数無さんがちゃんと片付けをしても、結局俺はストレスを解消する道具になってしまうらしい。
鼻梁が物凄く熱を持っていた。鼻血が出ているかもしれない。
鼻血が出ているか否かよりも先に、次の攻撃を喰らわないよう弁明しなければならなかった。
「……いつも、数無さんが置いてるところを言っただけですよ」
何処の誰が片付けようと思って、パソコンの下なんかに入れるか。そんなの数無さんだけだ。
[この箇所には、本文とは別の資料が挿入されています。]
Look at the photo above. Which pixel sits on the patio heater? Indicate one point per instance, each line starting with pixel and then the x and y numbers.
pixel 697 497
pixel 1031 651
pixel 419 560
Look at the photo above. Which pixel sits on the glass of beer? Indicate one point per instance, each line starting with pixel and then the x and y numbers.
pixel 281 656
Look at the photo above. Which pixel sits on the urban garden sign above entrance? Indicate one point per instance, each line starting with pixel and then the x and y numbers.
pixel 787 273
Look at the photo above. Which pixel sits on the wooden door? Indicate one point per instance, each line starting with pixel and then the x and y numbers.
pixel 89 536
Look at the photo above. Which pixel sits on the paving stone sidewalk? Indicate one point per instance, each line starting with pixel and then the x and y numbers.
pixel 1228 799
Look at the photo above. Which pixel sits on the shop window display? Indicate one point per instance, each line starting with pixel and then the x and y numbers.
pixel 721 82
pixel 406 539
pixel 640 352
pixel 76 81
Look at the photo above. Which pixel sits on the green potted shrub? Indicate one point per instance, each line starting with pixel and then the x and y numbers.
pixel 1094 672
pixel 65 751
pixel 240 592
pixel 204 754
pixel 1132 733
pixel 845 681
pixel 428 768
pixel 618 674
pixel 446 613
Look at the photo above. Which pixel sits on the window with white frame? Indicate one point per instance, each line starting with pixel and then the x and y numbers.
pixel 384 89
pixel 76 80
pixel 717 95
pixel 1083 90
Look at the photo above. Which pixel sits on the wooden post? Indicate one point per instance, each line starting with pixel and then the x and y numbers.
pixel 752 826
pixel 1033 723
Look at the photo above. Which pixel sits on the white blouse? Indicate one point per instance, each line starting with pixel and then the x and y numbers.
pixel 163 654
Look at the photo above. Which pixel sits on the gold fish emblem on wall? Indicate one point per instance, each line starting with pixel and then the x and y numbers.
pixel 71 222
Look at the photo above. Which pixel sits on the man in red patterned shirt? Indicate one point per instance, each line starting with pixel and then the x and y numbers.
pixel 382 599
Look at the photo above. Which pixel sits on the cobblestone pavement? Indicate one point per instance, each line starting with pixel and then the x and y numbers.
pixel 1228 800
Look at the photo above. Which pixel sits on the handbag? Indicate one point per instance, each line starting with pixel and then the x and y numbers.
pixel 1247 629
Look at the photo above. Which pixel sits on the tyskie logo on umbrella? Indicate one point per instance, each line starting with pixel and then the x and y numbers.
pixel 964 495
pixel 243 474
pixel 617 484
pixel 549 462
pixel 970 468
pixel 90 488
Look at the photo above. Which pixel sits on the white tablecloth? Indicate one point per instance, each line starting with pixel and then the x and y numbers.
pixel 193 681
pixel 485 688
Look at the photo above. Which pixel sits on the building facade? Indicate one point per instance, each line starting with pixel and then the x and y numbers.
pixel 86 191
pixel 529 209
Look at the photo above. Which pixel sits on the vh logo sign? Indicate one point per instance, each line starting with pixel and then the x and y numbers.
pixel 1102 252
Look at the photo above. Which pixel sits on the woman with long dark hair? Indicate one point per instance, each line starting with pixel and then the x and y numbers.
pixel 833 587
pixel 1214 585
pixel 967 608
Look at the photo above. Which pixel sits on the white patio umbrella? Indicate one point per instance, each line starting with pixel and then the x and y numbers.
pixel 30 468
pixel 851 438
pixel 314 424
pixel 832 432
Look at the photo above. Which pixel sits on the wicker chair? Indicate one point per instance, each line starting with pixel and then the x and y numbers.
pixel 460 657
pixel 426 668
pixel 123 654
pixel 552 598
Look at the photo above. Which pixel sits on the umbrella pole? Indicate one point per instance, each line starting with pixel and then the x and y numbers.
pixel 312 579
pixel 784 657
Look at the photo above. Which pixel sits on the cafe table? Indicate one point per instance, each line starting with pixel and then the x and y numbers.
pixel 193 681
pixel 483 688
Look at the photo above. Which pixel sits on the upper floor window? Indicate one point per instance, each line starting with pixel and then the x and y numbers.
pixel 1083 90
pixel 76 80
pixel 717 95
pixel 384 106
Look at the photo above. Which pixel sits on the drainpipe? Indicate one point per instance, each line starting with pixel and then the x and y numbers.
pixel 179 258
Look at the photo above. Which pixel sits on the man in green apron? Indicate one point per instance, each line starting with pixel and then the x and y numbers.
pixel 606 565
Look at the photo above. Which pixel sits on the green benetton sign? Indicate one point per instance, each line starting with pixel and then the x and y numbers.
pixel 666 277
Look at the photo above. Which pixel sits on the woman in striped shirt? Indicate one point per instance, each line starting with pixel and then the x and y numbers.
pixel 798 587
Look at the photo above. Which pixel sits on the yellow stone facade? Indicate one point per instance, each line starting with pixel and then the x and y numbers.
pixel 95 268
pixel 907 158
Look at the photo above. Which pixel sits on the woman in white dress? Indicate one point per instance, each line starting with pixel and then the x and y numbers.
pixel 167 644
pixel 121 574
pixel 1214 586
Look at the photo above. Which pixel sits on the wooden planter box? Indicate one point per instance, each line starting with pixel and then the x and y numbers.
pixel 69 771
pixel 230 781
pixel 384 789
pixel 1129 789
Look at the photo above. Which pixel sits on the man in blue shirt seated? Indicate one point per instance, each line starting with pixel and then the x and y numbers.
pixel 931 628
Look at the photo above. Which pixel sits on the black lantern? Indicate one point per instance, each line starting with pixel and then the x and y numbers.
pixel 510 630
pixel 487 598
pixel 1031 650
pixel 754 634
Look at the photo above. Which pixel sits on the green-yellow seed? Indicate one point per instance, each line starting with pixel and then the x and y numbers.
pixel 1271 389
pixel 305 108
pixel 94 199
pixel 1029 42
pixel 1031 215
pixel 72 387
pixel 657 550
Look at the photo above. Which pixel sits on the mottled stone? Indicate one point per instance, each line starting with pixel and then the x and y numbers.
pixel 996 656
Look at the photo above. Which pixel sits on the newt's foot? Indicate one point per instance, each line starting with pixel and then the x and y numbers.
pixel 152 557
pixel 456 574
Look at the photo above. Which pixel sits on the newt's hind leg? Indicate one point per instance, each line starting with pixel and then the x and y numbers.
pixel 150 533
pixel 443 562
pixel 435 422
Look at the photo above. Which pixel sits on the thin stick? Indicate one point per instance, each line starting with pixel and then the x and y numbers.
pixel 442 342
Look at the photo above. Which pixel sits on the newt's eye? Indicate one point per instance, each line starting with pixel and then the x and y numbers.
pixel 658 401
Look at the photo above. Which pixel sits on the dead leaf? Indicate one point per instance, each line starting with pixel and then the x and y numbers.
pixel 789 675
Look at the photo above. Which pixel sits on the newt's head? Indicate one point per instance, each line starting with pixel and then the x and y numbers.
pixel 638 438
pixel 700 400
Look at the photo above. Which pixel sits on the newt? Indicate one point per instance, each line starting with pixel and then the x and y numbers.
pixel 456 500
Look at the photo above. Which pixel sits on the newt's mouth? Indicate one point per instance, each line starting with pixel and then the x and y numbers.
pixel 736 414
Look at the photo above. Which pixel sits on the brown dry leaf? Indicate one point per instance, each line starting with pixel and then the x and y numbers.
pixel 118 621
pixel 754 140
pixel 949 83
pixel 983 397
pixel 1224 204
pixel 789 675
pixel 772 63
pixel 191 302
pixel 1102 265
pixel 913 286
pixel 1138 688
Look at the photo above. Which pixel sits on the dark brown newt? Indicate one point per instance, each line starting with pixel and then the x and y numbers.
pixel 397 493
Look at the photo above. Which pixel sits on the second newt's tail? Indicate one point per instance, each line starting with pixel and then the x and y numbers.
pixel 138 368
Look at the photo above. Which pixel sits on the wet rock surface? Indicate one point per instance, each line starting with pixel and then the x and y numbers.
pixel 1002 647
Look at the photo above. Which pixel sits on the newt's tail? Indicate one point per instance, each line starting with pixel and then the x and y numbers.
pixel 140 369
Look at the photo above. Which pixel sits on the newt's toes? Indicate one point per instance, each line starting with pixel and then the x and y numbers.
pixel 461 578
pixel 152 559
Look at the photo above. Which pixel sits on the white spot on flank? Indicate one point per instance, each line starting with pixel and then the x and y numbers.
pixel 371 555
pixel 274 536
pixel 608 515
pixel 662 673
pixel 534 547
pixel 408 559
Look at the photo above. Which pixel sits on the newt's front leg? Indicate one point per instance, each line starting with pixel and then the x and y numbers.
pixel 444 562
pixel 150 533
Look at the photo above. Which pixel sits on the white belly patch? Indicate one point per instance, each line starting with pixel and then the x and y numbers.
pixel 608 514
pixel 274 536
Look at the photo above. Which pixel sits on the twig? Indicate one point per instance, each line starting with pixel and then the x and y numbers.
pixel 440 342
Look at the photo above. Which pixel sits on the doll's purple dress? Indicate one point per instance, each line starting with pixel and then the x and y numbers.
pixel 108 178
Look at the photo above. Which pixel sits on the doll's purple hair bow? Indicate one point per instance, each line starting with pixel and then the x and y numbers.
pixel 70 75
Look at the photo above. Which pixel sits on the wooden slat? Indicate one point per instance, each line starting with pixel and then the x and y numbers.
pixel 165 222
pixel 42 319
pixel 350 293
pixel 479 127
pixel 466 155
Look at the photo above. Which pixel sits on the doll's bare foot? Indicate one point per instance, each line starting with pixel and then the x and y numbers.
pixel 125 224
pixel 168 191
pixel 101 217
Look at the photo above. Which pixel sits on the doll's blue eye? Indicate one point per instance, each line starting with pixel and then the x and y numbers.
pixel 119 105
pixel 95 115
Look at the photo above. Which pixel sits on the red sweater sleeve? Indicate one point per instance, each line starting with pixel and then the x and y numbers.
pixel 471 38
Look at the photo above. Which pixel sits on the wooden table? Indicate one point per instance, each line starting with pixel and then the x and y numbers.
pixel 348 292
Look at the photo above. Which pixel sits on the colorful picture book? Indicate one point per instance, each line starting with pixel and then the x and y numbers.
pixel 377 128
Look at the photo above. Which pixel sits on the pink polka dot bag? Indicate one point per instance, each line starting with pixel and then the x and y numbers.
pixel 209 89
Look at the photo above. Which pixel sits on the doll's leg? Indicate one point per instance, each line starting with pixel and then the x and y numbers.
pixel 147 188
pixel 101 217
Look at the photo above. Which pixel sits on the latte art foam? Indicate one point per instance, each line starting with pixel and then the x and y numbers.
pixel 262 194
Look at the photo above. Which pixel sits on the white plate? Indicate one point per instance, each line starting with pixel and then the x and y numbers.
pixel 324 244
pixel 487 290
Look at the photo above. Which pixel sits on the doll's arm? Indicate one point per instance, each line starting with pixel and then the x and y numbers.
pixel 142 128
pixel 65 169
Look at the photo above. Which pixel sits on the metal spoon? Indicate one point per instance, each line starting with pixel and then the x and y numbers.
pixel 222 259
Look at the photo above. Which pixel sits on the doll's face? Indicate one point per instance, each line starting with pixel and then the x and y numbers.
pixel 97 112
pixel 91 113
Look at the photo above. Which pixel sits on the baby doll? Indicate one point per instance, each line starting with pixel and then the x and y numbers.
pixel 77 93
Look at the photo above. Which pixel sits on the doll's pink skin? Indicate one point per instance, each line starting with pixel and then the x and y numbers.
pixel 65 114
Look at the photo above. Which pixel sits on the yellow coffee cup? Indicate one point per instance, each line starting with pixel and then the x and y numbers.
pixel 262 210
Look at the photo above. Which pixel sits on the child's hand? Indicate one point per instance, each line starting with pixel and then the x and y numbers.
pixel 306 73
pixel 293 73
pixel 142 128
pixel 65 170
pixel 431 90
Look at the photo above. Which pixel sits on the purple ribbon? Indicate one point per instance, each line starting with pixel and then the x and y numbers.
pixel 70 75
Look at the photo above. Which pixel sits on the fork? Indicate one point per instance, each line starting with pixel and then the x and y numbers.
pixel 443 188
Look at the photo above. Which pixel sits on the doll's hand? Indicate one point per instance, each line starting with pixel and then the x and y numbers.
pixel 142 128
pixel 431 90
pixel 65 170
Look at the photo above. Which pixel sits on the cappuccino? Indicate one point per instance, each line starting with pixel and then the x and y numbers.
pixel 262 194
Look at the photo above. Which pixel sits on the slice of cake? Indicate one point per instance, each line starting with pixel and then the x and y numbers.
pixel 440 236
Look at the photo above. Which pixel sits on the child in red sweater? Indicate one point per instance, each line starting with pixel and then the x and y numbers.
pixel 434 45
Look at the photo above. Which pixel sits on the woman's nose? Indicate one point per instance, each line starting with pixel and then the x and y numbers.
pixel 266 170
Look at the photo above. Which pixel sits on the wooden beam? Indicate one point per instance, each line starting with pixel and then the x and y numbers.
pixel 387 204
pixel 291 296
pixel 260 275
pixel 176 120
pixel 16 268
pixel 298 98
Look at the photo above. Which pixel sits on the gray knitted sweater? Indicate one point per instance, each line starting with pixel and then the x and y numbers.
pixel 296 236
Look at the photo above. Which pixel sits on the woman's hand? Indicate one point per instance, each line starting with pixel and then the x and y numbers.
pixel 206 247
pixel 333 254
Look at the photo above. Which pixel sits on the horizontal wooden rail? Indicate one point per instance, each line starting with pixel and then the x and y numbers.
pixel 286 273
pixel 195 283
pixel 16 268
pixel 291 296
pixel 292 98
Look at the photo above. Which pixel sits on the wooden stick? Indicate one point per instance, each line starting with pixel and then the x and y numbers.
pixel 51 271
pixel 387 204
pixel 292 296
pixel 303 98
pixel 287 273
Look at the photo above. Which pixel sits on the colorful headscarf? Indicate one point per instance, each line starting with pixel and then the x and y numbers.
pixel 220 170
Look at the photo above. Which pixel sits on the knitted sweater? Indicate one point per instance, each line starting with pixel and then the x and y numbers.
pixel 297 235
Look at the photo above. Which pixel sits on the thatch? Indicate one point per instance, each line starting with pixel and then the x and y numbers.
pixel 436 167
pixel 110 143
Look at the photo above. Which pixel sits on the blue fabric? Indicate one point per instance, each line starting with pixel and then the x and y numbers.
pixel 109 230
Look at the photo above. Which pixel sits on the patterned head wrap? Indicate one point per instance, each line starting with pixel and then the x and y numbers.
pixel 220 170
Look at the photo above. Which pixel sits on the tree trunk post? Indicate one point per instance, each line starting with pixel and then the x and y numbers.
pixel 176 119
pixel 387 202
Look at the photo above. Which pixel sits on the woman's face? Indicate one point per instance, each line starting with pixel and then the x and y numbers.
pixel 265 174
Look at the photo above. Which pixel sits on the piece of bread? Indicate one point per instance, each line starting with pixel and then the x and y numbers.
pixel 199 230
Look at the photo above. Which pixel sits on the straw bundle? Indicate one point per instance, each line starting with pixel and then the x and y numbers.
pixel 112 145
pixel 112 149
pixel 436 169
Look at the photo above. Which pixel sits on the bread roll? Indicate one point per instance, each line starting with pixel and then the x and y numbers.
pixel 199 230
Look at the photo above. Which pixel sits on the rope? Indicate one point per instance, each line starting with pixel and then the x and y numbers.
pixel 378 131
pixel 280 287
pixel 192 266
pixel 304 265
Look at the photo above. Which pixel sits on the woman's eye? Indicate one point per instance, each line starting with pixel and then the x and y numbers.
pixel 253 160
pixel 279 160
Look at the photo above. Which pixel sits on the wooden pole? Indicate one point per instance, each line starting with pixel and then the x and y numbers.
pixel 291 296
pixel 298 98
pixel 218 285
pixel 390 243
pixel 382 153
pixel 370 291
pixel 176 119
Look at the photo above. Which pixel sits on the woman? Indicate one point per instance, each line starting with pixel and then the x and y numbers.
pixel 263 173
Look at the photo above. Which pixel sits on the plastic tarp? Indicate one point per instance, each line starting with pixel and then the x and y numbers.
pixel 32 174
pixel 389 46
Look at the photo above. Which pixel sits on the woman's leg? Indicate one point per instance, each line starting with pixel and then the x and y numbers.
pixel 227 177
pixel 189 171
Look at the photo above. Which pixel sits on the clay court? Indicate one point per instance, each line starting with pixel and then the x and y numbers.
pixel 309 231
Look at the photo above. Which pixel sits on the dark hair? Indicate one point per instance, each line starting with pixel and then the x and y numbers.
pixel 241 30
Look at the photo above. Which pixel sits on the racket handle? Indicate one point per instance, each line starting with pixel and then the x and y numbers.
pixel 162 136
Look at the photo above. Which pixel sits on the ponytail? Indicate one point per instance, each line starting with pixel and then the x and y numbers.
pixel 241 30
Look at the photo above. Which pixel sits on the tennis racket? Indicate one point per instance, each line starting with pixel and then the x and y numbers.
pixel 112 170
「そうならそうと、先に言えって。思わず殴っちまったじゃないか。殴った方も痛いんだぜ?」
「はぁ……すいません」
痛い鼻を擦りながら、被害者である俺が頭を下げていた。
殴られた方がもっと痛いんだ。しかも、鼻だぞ、鼻。筋肉がない人間の急所の一つだぞ?むしろそっちが謝れよ!
心の中でストレス発散。
かなりネガティブだった。自分でもビックリ。
俺は今日一日で、すっかり暴力に対して弱くなっていた。
脆弱が脆弱し過ぎて脆弱な事この上ない脆弱具合だ。
最近使ってなかったので、無理矢理使ってみた。……口癖として定着させるのは難しいらしい。
こういうことで挫折の多い俺だった。
「んー……あ、あったあった」
どうやら、数無さんは目的の原稿用紙を見つけたらしく、机に座って中身をめくりながら、最後の確認のように流し読みをしていた。
いつになく真剣な眼差しで集中しているの数無さんの横に控える形で、俺と气作さんは立つ。
口を出せるような空気などではないのは勿論のこと、声を出したところで数無さんには聞こえないだろう。
小説家かどうか疑った自分を馬鹿だと思わせるだけの集中力が、そこにある。
この人は間違いなく、小説家だ。
そう思わせるだけの絶対的な集中力が、部屋の中に重圧をかけていた。重たい沈黙。
「うーん……」
原稿用紙を半ばまでめくった所で、数無さんはピタリと手を止めて、唸り声をあげた。
それだけで、空気が一気に弛緩する。身体中に巻かれた鎖が一気にほどかれたような感覚。牢獄から解放されたような爽快さだ。
実際に身体中に鎖を巻かれたり、簡単な牢獄に閉じ込められたりしているだけに、洒落にならなかった。
とりあえず時計をみてみると、数無さんが原稿を読み始めてから、十分そこらしか経っていない。時間の密度の違いを肌で実感できた。
「なぁ、羽譚、ここなんだけどさぁ……まぁ、とりあえず読んでくれ」
「わかりました」
气作さんは、数無さんから原稿用紙の束を渡す。どうやら、气作さんに意見を求めるらしい。
こんな人でも、猿山の軍曹と称されるぐらいには専門家なのだ。意見を求めても何の不思議も無い。
これから専門的な話が始まるようだし、俺は退散するべきか。原稿の在処を伝えただけで、俺の役目は十分だろう。
气作さんが原稿を読み始めてしまう前に、その旨を伝えようと思い、声をかけようとした。が、先に气作さんは原稿を読み始めてしまった。
パラパラと、气作さんは原稿用紙をめくっていく。まるで、原稿用紙の間に挟まっているものを探すかのような早さで、次々とめくっていく。
数無さんも自分が書いた作品と言うこと差し引きしても、かなりページをめくるのが速い人だったが、そんなのまったく比にならない速さで、次々とページをめくっていく。
ペラペラペラペラ。
紙が出す擦過音のオノマトペに句読点を入れる余地がないぐらいの速さ。
そんな事を考えている内に、400文字詰めの原稿用紙約300枚を、時間にしてわずか1分強で読み終えてしまった。
速読能力。
数無さんや有栖ちゃんとは勿論、比肩しえないけれど、气作さんも十分すぎるほどに、常軌を逸していた。
流石に、異常、というほどではないけれど。
数無さん達と、气作さんの間には明確に線引きがあるのは、よく分かったけど。
何でこの島にはこんなにも、歪な人間が多いのだろう?
有栖ありす。
数無こころ。
气作羽譚。
『本邸』出身であることを考慮するなら、古雅峰青猫も含んで差し障りはないだろう。
そして、類友の話を引きずるなら、俺も、か。
異常という、類。
異常者を集める異常者。
滅茶苦茶嫌な特殊体質だなぁ……俺。